Mi abuela desenfunda sus instrumentos corregidores y actúa con sevicia ante la humanidad de Argemiro, dejándolo postrado casi inconsciente de tanto azote. Ese día Argemiro sintió que su vida no tenía sentido y salió deambulando por los potreros de la extensa finca sin rumbo y adolorido de aquel maltrato despiadado de mi abuela.
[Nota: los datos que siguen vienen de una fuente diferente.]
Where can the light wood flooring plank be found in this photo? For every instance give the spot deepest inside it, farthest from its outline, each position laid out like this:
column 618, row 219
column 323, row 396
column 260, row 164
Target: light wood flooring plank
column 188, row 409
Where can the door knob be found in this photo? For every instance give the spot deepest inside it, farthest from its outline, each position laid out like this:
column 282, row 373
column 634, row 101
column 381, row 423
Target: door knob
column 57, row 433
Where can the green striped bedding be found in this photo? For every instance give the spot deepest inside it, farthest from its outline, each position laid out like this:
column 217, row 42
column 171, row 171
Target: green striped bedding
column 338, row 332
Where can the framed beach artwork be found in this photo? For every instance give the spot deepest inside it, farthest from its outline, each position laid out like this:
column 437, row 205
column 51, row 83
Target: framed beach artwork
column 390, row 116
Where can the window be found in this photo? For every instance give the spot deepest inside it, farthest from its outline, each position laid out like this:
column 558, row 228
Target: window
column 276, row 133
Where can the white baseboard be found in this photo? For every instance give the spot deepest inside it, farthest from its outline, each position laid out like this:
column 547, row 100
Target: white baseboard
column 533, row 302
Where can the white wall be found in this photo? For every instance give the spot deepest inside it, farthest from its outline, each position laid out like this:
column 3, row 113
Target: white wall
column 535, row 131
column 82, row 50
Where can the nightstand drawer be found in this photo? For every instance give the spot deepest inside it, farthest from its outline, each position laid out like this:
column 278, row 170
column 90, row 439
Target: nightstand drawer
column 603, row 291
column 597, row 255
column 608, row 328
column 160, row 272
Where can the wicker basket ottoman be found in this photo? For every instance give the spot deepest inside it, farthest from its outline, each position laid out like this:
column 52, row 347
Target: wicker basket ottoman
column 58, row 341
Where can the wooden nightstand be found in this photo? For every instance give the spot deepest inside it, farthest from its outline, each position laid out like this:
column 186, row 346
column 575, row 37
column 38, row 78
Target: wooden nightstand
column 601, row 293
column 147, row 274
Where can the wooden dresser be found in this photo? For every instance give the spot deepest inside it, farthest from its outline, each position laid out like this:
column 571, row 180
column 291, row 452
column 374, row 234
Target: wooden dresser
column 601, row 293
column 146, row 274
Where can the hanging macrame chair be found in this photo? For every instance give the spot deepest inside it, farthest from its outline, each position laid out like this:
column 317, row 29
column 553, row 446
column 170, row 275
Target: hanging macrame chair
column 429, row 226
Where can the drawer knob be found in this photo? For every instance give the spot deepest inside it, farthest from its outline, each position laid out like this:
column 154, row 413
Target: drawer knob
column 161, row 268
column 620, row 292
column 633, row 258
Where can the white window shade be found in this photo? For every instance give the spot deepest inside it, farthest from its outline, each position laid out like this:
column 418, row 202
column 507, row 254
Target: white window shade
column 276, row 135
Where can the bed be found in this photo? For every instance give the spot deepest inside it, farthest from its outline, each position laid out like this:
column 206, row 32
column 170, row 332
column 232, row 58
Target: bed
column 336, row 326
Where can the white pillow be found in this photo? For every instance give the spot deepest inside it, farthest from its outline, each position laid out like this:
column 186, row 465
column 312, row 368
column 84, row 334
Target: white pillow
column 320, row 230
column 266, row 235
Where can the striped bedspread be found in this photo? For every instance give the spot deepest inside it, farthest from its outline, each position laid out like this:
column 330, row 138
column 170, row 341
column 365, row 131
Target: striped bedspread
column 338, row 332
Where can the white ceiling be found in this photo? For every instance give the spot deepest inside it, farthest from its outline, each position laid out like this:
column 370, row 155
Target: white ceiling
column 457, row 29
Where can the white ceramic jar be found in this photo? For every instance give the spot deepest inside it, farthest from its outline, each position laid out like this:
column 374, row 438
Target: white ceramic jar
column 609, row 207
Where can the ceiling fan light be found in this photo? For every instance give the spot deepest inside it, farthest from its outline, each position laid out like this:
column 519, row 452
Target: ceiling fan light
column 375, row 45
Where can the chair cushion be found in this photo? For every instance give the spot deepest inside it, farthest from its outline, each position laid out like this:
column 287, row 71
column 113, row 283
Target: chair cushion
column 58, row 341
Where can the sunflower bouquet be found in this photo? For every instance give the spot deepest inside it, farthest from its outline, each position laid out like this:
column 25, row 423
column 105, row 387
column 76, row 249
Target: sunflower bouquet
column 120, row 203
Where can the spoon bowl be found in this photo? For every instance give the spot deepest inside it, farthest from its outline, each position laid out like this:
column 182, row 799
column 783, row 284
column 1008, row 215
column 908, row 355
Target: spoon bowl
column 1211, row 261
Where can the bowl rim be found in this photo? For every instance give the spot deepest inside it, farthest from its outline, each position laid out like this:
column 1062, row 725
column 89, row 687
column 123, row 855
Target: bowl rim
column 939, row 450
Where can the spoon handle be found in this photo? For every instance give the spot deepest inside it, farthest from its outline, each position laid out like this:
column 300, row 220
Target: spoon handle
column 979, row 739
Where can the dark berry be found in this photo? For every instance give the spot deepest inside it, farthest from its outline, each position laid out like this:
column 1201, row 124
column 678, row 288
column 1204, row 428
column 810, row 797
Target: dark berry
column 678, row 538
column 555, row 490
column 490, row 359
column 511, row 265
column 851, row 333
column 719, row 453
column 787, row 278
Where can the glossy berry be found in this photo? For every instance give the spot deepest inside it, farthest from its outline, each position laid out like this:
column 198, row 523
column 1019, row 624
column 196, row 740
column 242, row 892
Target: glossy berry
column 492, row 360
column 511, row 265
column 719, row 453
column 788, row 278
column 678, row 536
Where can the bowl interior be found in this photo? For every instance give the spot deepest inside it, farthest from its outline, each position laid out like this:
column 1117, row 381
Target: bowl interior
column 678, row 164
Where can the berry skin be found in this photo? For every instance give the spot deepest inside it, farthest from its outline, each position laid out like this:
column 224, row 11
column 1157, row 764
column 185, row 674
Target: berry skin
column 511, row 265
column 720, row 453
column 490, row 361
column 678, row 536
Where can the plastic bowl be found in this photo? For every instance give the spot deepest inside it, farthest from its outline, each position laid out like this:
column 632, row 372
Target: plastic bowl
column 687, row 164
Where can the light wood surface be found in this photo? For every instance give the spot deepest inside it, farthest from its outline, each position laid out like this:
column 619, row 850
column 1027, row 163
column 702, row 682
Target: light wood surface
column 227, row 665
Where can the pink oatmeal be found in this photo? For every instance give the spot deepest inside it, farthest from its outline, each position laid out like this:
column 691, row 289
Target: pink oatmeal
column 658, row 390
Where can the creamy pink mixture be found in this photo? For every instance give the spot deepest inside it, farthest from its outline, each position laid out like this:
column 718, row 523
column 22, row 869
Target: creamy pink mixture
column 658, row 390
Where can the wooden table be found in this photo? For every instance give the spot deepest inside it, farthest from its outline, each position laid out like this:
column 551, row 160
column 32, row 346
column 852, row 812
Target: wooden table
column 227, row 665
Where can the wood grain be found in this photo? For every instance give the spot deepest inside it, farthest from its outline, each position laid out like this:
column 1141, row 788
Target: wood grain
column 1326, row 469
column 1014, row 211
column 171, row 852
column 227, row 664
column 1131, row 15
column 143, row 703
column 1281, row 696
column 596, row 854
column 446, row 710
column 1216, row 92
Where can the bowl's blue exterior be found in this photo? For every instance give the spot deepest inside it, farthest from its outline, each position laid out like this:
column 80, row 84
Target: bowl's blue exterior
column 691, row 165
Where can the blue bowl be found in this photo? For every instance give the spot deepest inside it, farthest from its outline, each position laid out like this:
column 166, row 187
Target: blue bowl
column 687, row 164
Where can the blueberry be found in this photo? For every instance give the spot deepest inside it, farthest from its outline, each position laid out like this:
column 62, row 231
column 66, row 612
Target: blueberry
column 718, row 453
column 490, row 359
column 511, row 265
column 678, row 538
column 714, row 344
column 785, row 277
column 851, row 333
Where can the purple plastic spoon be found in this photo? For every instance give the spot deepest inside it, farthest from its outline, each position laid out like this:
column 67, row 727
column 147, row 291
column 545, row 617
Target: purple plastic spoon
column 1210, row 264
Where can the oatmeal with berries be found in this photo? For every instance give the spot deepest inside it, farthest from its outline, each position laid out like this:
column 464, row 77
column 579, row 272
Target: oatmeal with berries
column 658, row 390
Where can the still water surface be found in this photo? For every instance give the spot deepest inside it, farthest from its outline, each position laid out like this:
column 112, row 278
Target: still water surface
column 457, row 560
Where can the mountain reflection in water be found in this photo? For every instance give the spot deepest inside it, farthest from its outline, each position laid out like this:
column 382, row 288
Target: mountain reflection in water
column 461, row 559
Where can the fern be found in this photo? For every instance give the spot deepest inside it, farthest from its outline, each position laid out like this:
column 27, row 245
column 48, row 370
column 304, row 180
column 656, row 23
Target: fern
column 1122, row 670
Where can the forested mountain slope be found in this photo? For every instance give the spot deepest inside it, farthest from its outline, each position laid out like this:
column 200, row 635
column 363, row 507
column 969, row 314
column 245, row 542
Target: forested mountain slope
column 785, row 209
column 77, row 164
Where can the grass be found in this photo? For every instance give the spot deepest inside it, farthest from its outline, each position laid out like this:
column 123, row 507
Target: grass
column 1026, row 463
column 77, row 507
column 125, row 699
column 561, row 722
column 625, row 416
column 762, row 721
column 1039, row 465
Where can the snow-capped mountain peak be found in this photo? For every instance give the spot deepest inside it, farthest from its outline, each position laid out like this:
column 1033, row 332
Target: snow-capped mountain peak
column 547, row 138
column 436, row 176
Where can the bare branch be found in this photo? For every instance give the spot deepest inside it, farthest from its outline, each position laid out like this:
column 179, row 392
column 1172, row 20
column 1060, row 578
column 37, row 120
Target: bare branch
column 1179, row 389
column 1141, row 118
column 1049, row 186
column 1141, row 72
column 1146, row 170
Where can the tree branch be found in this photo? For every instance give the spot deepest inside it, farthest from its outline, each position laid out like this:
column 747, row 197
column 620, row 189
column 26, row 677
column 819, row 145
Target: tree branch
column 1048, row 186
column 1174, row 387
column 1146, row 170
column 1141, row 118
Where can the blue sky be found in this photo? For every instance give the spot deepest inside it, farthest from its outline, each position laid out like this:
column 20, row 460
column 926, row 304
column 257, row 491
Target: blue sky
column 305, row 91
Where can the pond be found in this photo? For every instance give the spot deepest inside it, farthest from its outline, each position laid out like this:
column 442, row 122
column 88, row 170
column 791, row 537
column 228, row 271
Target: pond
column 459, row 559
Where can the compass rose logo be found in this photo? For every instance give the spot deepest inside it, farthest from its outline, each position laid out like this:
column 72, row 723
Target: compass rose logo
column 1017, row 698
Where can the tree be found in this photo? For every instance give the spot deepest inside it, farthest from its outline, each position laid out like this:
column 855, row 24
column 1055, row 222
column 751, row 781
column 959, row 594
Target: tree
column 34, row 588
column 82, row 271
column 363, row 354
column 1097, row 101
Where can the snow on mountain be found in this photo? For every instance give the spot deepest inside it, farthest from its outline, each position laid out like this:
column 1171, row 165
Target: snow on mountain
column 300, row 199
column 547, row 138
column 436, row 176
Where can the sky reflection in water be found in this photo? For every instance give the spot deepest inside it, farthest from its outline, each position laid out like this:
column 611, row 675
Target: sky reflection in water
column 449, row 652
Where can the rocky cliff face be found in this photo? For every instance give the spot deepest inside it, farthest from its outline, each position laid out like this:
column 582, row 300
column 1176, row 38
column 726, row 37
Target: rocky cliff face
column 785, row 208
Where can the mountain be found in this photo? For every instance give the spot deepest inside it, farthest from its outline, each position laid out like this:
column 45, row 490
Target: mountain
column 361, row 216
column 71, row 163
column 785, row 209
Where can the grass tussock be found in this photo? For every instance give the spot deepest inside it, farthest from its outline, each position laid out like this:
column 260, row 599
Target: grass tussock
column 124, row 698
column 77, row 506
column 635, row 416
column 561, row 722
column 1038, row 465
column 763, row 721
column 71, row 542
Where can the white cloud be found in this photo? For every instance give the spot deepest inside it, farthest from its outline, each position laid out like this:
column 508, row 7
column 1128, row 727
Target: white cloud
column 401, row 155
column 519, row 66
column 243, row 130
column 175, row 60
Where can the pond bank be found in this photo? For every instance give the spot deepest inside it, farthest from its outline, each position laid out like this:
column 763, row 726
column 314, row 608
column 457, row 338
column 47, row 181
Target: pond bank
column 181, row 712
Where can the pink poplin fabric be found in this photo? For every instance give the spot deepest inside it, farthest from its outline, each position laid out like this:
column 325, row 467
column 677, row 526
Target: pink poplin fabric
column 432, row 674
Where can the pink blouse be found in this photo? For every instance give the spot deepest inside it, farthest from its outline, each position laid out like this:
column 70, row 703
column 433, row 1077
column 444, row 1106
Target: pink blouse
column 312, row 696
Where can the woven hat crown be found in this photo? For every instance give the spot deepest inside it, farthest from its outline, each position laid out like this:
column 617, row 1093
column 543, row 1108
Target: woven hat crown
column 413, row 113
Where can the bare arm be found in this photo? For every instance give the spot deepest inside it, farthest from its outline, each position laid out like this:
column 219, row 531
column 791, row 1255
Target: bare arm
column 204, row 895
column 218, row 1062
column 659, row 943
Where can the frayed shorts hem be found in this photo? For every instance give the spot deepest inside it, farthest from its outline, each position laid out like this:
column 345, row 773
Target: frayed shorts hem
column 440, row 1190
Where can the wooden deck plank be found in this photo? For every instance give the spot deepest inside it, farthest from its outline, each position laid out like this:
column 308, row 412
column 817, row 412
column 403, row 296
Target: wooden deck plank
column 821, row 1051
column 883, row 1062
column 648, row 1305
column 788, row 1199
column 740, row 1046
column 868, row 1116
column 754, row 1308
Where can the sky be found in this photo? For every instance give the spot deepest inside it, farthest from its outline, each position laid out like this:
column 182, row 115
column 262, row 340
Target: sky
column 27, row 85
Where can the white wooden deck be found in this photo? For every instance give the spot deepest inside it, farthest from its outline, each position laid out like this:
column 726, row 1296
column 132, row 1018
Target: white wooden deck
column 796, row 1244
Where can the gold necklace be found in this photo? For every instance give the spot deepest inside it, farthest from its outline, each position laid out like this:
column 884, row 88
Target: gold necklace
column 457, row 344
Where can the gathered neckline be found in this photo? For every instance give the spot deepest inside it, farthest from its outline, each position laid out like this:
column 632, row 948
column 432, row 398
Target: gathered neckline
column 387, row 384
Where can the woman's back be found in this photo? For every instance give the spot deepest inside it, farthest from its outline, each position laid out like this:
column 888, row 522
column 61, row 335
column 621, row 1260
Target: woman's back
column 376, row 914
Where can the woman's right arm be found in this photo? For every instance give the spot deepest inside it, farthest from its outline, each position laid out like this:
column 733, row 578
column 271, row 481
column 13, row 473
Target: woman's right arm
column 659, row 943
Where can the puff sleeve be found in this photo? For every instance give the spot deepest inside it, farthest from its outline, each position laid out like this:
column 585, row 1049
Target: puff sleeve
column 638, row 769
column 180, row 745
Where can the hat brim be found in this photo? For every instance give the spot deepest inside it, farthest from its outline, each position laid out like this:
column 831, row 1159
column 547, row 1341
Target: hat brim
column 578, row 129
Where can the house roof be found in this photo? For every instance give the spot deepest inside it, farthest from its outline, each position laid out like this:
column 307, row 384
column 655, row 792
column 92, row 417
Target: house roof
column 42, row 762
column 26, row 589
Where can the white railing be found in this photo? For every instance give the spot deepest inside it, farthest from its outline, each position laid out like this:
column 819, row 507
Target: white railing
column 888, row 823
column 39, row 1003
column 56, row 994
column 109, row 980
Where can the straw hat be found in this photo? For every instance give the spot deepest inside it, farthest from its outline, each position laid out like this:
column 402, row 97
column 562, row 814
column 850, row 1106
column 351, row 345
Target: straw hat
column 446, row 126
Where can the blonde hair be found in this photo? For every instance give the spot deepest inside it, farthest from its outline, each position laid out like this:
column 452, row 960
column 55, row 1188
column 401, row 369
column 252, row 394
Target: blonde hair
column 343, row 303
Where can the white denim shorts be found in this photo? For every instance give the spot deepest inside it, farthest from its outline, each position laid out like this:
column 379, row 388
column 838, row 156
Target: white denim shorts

Llegó a la cima de la montaña y se sentó a llorar bajo un árbol de camajón sin nadie que lo consuele.
Pasado unas horas, pasó por el lugar mi tío mayor, Filadelfo Muñoz, quien apreciaba mucho al loro, ya que él era el propietario del ganado que el loro vaqueaba y de las demás propiedades, se acercó le toco la cabeza de aquella criatura que lloraba con un hipo que poco se entendían sus palabras, le brindó agua y lo consoló, un poco, para que el joven pudiera hablar de lo que sucedía.
Argemiro le cuenta a mi tío Filadelfo, que había matado el loro y este respondió con la lengua un poco pegada y vos gruesa: “calacho ¿como así que mataste el lolo?”. Aquel hombre que lo consolaba no esperó explicaciones de la muerte del animal y corta una rama de hoyeto, un árbol duro de partir, y lo va levantando a azote como forma de vengar la muerte del Federico, lo dejó allí y siguió rumbo a casa.
Argemiro sintió que su muerte estaba cerca y emprende la huida hacia los cultivos de plátano, sin comer y sin beber cerca a unas matas de bijao decidió calmar su dolor en ese lugar, pasado unos minutos, se acercó mi tío Cándido, el propietario del loro a cortar unas hojas de bijao para hacer unos pasteles y escuchó el lamento de aquel llanto que retumbó en ese instinto de padre y ve a su hijo Argemiro llorar lo toma en sus brazos, y con angustia le preguntó: hijo, ¿qué te sucede? ¿estás bien? ¿quién te hizo esto?, le preguntaba por las marcas que tenía en su cuerpo de tanto azote que había llevado.
Argemiro le contestó: “me están matando por que maté el loro suyo”, mi tío exclamó: “¡cooomoooo?” y sin piedad no tuvo compasión contra la humanidad de mi primo y lo azota con la cubierta donde portaba el machete, quedando casi inerte, aquel muchacho. En menos de 8:00 horas había recibido tres castigos.
Emprendió la huida hacia un pueblo que se llama Villa Ester, donde vivía otra tía que se llama María Muñoz, después de 4:00 horas de camino a pie, sin calzado y sin camisa, logró llegar donde mi tía, aquella al verlo de esa manera se sorprende y le pregunta ¿qué te sucede? ¿por qué estás así?
Aquel niño responde: “Porque me pegaron, por haber matado el loro”, mi tía, con gran carácter, decide coger una cabuya, le dio tres lapos y lo regresa en custodia de otro primo mayor, que lo apodan Mincho, hasta la casa de mi abuela. Ya, en la madrugada, llegan mis primos y Mincho toca la puerta de mi abuela para entregar la ‘encomienda’ de Argemiro.
Mi abuela se levanta y decide arrodillarlos a los dos y los azota con ‘Martín moreno’, lo que Mincho no logró entender es porque a él le toco pagar por un delito que no cometió.